On peut enfin citer le projet danois Bornholm, qui vise à valoriser le potentiel éolien de la mer du nord et de la mer Baltique en créant deux « îles énergétiques ». Celles-ci collecteront l’électricité produite par plusieurs parcs éoliens offshore construits à proximité avant de la répartir entre l’île de Bornholm elle-même, le Danemark et l’Allemagne via des câbles sous-marins HVDC. Les îles énergétiques serviront aussi d’interconnecteurs entre les marchés de l’électricité des différents pays. La mise en service est prévue en 2030.

De son côté, le Royaume-Uni rêve d’une ligne HDVC sous-marine avec l’Islande pour pouvoir bénéficier de ses abondantes ressources géothermiques, mais le projet a été freiné par le Brexit.

Une tendance globale

Aux États-Unis, la liaison HVDC Pacific DC Intertie, bidirectionnelle et d’une capacité portée en 2017 à 3,8 GW, relie sur 1360 km le Nord-Ouest Pacifique, gros producteur d’hydroélectricité, à Los Angeles. Elle permet de tirer avantage de la différence de profils de consommation entre les deux régions : en hiver, la consommation est beaucoup plus élevée au nord pour répondre aux besoins en chauffage, tandis qu’en été, ce sont les besoins en climatisation du sud qui tirent la consommation.

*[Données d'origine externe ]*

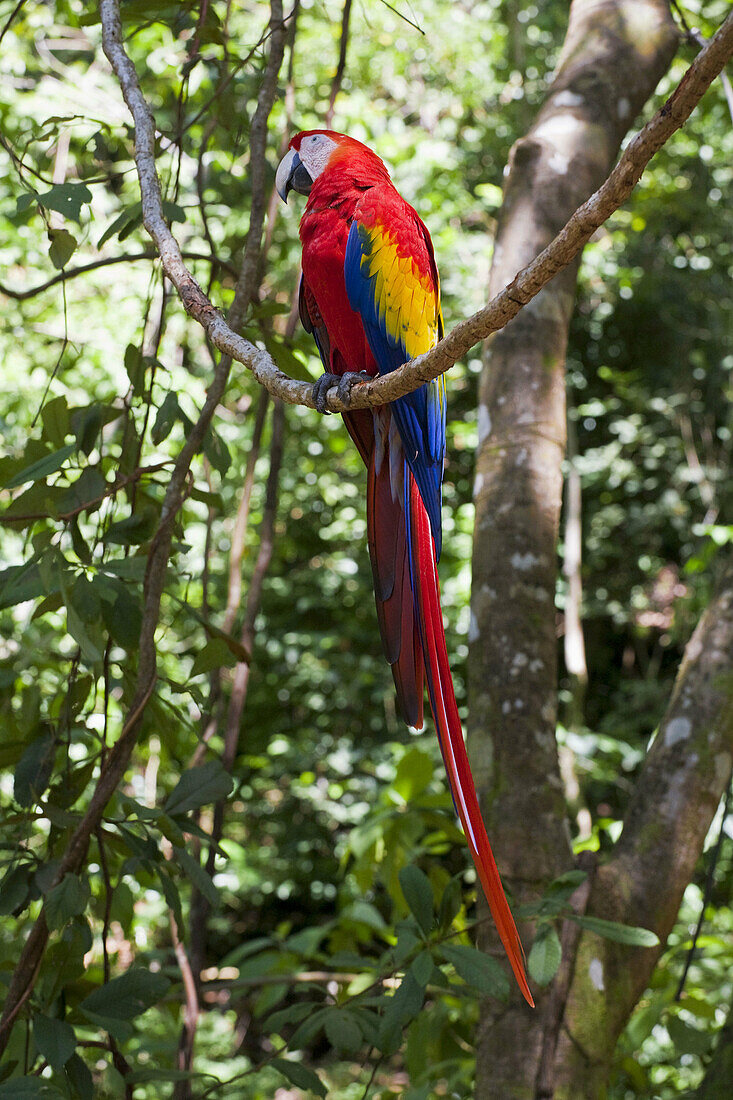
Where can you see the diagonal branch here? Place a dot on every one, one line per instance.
(501, 309)
(26, 969)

D’ici 2025, une nouvelle ligne d’1,25 GW devrait par ailleurs relier le Québec, qui dispose d’une forte production hydroélectrique et éolienne, à l’État de New York.

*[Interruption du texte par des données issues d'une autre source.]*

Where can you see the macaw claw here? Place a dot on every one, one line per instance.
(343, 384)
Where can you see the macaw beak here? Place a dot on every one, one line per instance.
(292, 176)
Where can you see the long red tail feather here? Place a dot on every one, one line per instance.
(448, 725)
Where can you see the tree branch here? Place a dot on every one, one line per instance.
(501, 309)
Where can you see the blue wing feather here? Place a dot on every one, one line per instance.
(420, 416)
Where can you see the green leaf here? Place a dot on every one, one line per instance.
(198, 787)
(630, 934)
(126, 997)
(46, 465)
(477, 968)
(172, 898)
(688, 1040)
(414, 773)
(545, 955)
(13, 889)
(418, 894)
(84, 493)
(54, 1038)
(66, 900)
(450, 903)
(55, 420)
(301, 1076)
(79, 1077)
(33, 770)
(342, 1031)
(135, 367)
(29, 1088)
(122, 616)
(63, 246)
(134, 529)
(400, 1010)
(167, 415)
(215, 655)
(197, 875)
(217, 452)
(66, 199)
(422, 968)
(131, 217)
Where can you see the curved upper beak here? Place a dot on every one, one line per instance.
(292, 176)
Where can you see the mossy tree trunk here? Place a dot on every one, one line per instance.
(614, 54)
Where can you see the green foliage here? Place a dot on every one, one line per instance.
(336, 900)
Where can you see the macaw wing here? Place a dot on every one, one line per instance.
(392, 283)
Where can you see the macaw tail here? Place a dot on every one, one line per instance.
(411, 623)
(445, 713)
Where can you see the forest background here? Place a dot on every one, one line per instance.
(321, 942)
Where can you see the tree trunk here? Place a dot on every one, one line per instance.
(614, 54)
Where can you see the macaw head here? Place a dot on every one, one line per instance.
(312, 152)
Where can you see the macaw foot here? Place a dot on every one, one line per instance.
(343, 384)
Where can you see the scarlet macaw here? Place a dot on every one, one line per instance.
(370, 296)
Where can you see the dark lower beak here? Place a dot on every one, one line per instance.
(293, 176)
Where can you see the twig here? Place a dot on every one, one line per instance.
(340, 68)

Le réseau national américain devrait voir se développer largement ces lignes HVDC bidirectionnelles avec l’essor des énergies renouvelables et le déclin du charbon. Pour accélérer le rythme des projets, certains trouvent de nouvelles stratégies. L’entreprise SOO Green HVDC Link construit actuellement un connecteur HVDC entre une station de conversion située dans le nord de l’Iowa et une deuxième station située à Chicago. Les câbles sont enterrés le long des voies ferrées et des autoroutes existantes, ce qui permet de s’affranchir d’autorisations extrêmement longues à obtenir, les terrains étant déjà couverts par la législation sur les « droits de passage« . La technologie HVDC pourrait aussi utilement servir à connecter les cinq systèmes de transports indépendants d’Amérique du Nord, à l’instar de ce qui se fait en Europe.

La Chine, au territoire très étendu, n’est bien sûr pas en reste. Une ligne de courant continu Ultra haute tension (UHVDC) de 1100 kV et d’une capacité de 12 GW achemine depuis le 31 décembre 2018 de l’électricité sur 3 293 km depuis des parcs éoliens et solaires du nord-ouest de la Chine vers des villes de la côte est, pour alimenter 12 millions de personnes. Cette « ultra-haute tension » permet de limiter efficacement les pertes en ligne sur d’aussi longues distances. Le projet mené par Siemens, ABB et le chinois TBEA a constitué un défi technique et logistique. La conception des transformateurs qui ajustent le niveau de tension et de courant dans les stations de conversion a par exemple dû être totalement revue pour correspondre au nouveau niveau de tension. Mais l’enjeu est essentiel pour décarboner le mix énergétique de la Chine : ses imposantes centrales hydroélectriques sont souvent très éloignées des grands centres urbains situés sur les côtes et alimentés principalement par des centrales à charbon.

L’essor de projets d’interconnexions intercontinentales

À l’initiative du Japon, suite à la catastrophe de Fukushima, l’idée d’un projet de super grid asiatique est né pour relier notamment la Chine, la Russie, la Corée du Sud, la Mongolie et Singapour. Le Japon dispose déjà d’une solide expérience en la matière, avec de multiples connecteurs HVDC entre ses différentes îles et à l’intérieur de celles-ci.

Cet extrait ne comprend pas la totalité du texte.